Oğul Biden, Jankowicz ve Amerikan Hakikat Bakanlığı
ABD’de Hakikat Bakanlığı kurulalı birkaç hafta oldu. Bakanlığa resmi olarak “Dezenformasyon Yönetim Kurulu” adı verildi ve ABD İçişleri Bakanlığı bünyesinde faaliyet yürütüyor.
Başına da bomba bir isim atandı; Nina Jankowicz, yazının büyük kısmında mazisindeki detaylar işlenecek. Dezenformasyon memuresi Jankowicz’in vazifesi — isminden anlaşılacağı üzere Polonya asıllı — internetteki zararlı ve yanlış bilgileri temizlemek olarak tanımlanmış. Bu vazifeyi ifa ederken İçişleri Bakanlığı’nın polis desteğini de arkalarına alacaklar.

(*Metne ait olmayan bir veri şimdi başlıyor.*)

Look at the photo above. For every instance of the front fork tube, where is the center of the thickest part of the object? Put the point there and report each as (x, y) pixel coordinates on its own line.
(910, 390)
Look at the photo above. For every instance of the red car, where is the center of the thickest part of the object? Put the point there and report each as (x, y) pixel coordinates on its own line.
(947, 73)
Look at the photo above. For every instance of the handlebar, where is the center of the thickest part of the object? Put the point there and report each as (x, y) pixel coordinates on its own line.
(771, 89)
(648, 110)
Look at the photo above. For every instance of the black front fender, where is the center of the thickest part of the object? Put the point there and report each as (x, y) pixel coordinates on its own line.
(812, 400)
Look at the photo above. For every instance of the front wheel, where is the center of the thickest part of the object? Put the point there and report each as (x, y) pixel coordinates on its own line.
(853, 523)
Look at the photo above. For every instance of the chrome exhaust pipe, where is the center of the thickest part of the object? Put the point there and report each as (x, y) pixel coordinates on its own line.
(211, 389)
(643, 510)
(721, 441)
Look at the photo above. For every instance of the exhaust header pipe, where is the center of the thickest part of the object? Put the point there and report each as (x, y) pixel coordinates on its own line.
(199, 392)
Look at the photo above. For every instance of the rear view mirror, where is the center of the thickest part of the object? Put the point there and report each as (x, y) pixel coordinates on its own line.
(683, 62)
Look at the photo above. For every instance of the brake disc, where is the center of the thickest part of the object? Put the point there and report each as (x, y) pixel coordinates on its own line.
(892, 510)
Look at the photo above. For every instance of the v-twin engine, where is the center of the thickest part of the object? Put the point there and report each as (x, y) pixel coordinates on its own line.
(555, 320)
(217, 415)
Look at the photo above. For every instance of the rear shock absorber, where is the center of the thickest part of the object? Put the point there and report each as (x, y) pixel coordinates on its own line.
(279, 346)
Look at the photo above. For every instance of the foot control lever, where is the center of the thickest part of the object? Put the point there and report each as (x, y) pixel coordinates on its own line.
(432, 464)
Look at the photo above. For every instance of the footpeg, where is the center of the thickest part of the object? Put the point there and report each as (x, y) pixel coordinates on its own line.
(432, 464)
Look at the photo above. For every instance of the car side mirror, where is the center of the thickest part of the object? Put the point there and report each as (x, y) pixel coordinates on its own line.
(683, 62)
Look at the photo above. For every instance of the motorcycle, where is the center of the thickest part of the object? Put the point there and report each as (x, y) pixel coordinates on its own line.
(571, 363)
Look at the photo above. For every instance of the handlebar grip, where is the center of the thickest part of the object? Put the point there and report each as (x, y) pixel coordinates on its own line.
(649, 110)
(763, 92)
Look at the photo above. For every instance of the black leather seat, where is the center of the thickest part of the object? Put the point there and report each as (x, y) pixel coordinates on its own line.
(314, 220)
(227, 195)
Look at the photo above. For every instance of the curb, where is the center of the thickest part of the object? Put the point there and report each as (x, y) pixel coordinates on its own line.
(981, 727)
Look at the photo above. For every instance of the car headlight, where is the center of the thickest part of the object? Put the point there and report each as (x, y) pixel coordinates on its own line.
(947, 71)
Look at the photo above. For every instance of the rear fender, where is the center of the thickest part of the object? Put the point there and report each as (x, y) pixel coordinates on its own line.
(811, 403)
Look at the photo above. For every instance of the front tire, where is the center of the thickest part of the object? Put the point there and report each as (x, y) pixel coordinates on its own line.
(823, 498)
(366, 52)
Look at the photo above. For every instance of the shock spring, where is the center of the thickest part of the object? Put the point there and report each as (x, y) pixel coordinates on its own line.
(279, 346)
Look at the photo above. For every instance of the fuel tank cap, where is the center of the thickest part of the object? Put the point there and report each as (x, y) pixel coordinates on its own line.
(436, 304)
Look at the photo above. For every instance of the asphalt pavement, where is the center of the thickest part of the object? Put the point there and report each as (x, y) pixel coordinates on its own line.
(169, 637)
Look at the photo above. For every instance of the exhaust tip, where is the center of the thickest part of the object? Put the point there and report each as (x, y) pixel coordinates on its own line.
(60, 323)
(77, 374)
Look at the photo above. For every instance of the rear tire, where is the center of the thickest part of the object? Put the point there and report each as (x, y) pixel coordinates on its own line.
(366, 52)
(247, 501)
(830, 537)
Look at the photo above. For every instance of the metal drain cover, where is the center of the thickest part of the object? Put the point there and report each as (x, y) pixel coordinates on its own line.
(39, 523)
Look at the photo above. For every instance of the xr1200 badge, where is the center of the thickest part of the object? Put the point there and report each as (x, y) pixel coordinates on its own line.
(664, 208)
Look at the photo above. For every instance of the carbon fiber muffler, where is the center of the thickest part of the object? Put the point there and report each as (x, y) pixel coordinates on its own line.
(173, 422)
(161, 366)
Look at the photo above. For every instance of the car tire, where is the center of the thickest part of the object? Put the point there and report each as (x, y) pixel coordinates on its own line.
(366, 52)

Ancak yanlış bilginin tam olarak ne olduğu ya da ne olmadığından bahseden yok. Muhtemelen karar, duruma göre Jankowicz’in inisiyatifine kalmış.
Nina Jankowicz, henüz 33 yaşında. İyi bir eğitim almış ve epey dolgun bir özgeçmişi var. Daha önce Wilson Center’da “dezenformasyon görevlisi” olarak çalışmış, Ukrayna Dışişleri’ne danışmanlık yapmış ve Ulusal Demokrasi Enstitüsü’nün (NDI) Rusya ve Belarus programlarını yönetmiş.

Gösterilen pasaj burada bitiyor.